Note that: it is ready for use.
6. The sorted CD326 positive cells were centrifuged at 800g for 10 minutes at room temperature, and the supernatant was discarded. The inoculation and adherent culture was performed with DMEM medium containing 10% serum at a density of 10 5/3.5 cm cell culture dishes.
EXAMPLE 9 passage of primary tumor cells of urinary System tumor
1. The cells of the primary tumor of the urinary system which are cultivated by adherence are cleaned by sterile PBS solution after the culture medium is removed.
2. 0.05% Trypsin digests cells at room temperature for 30-300s, during which time the cell state is observed until most of the cells are digested into spheres.
3. The digestion reaction was stopped with 10 volumes of DMEM medium containing 10% serum, and 800g of the cell suspension was collected and centrifuged at room temperature for 10 minutes, and the supernatant was discarded.
4. The supernatant was discarded after centrifugation at 800g for 10 minutes at room temperature.
5. Cell pellet was resuspended in DMEM medium containing 10% serum and cell counted. Inoculation and adherent culture (with the medium of example 5 plus 10% FBS) was performed at a density of 10 5/3.5 cm cell culture dishes.

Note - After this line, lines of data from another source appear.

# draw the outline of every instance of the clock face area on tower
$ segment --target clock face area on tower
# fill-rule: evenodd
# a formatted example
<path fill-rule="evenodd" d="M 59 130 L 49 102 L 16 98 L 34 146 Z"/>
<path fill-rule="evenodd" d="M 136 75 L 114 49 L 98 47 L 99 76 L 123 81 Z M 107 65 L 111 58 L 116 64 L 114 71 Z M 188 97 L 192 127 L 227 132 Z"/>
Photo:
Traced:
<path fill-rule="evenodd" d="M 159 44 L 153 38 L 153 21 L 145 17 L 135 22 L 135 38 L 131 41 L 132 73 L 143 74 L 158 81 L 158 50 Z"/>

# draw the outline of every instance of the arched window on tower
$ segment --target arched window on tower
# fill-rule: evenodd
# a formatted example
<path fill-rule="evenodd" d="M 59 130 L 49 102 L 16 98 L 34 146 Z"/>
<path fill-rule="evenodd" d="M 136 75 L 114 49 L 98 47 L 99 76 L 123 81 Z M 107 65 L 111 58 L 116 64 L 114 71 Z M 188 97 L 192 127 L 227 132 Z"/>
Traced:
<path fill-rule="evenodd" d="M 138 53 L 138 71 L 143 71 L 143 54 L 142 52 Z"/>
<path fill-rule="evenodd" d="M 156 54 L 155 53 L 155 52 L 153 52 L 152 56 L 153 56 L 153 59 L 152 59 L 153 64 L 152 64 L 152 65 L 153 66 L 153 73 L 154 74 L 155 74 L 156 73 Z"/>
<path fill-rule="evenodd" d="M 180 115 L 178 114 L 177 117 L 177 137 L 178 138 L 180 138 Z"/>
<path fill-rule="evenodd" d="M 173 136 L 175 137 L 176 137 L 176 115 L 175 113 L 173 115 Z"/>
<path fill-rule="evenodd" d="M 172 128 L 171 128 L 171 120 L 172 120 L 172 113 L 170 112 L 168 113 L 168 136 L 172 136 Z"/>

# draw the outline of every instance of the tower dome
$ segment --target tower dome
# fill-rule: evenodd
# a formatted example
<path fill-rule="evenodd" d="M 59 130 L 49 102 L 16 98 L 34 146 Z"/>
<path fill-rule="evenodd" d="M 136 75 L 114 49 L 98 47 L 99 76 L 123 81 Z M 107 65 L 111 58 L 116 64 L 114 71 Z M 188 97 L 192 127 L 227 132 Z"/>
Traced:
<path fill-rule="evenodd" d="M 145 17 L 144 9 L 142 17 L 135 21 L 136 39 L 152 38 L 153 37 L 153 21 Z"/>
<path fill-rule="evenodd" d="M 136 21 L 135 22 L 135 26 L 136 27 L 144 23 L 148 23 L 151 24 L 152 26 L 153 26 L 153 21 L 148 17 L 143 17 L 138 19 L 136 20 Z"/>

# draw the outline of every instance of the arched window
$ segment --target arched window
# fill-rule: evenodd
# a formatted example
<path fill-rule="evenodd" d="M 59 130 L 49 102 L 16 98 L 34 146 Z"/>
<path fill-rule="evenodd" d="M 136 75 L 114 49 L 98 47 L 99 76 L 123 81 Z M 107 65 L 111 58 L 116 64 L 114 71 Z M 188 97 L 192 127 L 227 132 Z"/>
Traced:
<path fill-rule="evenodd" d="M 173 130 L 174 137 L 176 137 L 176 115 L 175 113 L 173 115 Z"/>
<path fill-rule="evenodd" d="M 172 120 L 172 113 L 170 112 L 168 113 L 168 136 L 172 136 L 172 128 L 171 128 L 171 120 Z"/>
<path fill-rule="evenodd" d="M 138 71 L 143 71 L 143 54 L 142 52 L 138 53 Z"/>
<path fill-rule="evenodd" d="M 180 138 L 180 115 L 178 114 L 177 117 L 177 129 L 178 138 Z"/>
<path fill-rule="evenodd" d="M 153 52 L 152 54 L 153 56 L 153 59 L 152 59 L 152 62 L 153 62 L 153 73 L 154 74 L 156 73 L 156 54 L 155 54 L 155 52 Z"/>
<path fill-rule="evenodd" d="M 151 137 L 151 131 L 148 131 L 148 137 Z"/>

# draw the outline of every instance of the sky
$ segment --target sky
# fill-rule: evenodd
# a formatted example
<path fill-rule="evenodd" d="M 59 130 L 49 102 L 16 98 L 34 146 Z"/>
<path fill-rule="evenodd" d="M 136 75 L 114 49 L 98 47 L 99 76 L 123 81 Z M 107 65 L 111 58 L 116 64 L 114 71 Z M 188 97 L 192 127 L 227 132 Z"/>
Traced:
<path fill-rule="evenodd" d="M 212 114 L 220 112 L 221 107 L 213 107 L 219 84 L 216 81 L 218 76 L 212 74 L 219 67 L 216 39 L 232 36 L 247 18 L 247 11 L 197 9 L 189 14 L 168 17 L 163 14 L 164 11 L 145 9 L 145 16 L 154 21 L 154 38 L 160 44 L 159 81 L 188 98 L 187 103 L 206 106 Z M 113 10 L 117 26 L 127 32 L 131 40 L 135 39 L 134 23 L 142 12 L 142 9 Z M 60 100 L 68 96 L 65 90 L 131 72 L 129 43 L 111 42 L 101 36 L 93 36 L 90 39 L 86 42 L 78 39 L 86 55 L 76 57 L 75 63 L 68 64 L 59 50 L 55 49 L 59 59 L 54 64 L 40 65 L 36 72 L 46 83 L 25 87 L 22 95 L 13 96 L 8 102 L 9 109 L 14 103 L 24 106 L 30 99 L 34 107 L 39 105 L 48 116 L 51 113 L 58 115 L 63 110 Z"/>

Through the purification procedure of example 8 and the subculture of example 9, high purity urinary system tumor primary tumor cells can be obtained (fig. 4 is a comparison of a clear field pattern of a bladder cancer primary tumor cell with an immunofluorescent staining pattern).
EXAMPLE 10 cryopreservation of primary tumor cells of urinary System
After the urinary system tumor primary tumor cells purified and cultured in example 10 are subjected to passage expansion for 2-3 times, the urinary system tumor primary tumor cells can be frozen:
1. The cells of the primary tumor of the urinary system which are cultivated by adherence are cleaned by sterile PBS solution after the culture medium is removed.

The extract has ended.